A mí esta cara me suena. La del mensajero que acaba de traer una caja de cava del bueno, del que asoma la cabeza por Navidad. El hombre se va y me quedo pensando porque, una se sabe, cuando una cara suena es que en algún momento ha cantado. Hablando de cantar, escribo mientras escucho unas palabras con música: “ Para que todos los días sean Navidad... para que siembres cosechas de ilusión …“. La que canta es Rosana, ¿cómo se le puede ocurrir desear que cada día llegue envuelto por los precedentes de tráfico, estrés, comidas, gasto y insultos (si, insultos) propios de estos días?
Con los insultos ligo la historia del mensajero. Es él, pero con gorra. La gorra cambia mucho la fisonomía de la gente, incluso el comportamiento. Es algo parecido a las gafas oscuras, que una se parapeta tras ellas y una aparente seguridad se impone para dejar fluir la chulería. Yo me pongo una gorra y unas bambas, me voy al Passeig Marítim y pienso que me voy a ligar a un skater o a un surfero. Mi gorra les importa tanto como la gaviota que pasa y a mí ni me ven. Es autocomplacencia lo de ponerse la gorra y todo eso, pero a casa vuelves sin follar. Es un decir. Lo cierto es que surferos como esos, emergiendo del agua con el traje de neopreno y la tabla bajo el brazo, son una especie de visión esteticista de esta ciudad que algunos piensan que agoniza pero es porque no “bajan” de la Gran Vía. Antes era de la Diagonal, pero la geografía urbana ha corrido hacia abajo.

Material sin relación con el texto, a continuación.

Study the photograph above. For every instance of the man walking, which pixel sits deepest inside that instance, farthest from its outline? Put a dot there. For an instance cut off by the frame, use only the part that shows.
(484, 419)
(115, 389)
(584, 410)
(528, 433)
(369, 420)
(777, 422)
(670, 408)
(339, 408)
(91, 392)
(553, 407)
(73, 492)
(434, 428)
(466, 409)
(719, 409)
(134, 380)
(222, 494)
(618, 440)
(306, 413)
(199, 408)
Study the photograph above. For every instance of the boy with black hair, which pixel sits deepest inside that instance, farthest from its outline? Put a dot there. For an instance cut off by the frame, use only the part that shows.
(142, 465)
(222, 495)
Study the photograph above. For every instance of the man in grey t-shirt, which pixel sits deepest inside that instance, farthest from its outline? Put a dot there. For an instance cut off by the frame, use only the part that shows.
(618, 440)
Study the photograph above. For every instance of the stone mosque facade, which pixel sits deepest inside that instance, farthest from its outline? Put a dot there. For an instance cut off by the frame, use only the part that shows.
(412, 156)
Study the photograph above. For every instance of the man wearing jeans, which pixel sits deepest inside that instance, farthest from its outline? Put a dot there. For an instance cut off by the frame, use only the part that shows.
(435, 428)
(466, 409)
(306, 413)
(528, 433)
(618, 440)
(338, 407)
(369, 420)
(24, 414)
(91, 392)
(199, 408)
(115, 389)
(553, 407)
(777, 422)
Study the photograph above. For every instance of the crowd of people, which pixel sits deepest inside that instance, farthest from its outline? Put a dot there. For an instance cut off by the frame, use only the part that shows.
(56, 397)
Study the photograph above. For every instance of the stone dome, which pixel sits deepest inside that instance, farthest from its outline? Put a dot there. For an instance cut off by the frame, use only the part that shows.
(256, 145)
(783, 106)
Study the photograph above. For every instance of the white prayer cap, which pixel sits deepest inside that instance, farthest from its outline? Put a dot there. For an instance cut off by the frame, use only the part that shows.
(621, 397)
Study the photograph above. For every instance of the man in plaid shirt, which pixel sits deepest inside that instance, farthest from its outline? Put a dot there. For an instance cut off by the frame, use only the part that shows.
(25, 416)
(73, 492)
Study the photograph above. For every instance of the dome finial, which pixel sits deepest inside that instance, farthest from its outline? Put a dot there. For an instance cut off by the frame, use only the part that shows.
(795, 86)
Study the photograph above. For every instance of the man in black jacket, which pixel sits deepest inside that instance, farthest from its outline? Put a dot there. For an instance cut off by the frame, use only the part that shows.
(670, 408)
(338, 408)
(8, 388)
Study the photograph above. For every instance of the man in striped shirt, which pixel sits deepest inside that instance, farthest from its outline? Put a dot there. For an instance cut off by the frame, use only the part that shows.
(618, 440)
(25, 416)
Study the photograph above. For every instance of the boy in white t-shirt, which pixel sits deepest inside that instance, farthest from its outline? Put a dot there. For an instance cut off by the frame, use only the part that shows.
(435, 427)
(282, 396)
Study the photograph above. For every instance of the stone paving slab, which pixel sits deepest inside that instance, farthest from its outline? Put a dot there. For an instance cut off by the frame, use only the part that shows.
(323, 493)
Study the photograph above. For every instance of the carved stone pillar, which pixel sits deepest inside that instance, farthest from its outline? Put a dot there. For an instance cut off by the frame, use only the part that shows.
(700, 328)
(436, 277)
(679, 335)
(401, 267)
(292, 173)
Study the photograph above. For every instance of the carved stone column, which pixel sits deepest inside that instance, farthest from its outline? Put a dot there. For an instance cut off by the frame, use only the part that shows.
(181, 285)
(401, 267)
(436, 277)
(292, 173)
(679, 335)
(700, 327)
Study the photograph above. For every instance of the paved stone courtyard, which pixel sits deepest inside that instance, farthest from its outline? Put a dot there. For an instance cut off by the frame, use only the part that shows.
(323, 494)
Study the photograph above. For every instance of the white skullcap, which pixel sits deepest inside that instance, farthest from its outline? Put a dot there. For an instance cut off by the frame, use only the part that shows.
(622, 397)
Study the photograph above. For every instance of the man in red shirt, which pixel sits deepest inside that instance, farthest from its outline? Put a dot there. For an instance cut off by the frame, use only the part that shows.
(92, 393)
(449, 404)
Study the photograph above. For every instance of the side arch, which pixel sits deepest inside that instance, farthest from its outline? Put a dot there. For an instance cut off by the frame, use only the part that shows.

El que se corrió hacia abajo fue el mensajero antes de repartir paquetes urgentes porque el muchacho era taxista. Me llevó a Pedralbes una tarde y en algún momento dijo:

-Mola “subir” a este barrio. Las tías están buenas que te cagas. Mira esa, mira esa que pedazo culo... Y aquella de la minifalda, se pone eso en mi barrio y le hacen daño.
Tenía yo tres opciones: acojonarme, bajar o reducir al enemigo al nivel de un gusano de procesionaria perdido en solitario.
-Mire (de usted), a estas chicas lo que les gusta es que las pongan del revés, mirando a Cuenca y eso. Seguro que usted, que tiene una clase innata, las invitaría primero a cenar y no es eso lo que quieren. Quieren follar, sin más, son muy guarras.

Lo dije y sin la gorra. El resto del camino lo recorrimos en silencio y yo me sentí fatal por haber soltado la palabra que más aborrezco para definir a alguien y que es patrimonio de horteras sin vocabulario: clase.